Sunday, April 12, 2015

Anonymous Online Use of the Internet: Major Research Institutes Lack an Open Policy

Recently, I emailed the Broad Institute of MIT and Harvard, the Max Planck Institute, the University of Adelaide (Australia), and several other institutions regarding their online policy. 

My letter to each institute said [more or less] the following:


Dear University/Institute X,

I have recently noticed the use of online blogs and forums which publish and disseminate non-public information on ancient DNA studies.   Some of this information is making its way into publication and into subliminal promotion of genetic ancestry testing companies from whom certain entities stand to profit.

Some of these forums may be authored or used by faculty and staff of your institution.

I would like to inquire about your policy regarding online use of pseudonyms by staff and professors.

Does the University/Institute X have an online ethics policy, and if so, is this policy publicly available?

Is the anonymous use of online pseudonyms allowed by professors at University/Institute X?

Is the anonymous creation and use of online blogs allowed by professors at University/Institute X?

Is the anonymous use of pseudonyms permitted by professors and researchers that collaborate with University/Institute X?

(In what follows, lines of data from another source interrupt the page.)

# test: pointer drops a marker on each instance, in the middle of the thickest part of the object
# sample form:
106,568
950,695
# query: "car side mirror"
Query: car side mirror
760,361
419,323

Are public and private research funding disclosure requirements being met with regard to these anonymous posts?

What policies and practices does University X employ to ensure ethical online behavior of University X researchers and their collaborators?

Thank you in advance for the information.


It's been several weeks.  No answer.  Apparently, none of these research institutes have an online policy, or they simply do not answer questions sent to them by members of the public.  This does leave me wondering whether major research institutes even care to request that faculty adhere to a code of ethics and to funding disclosure requirements when using the internet.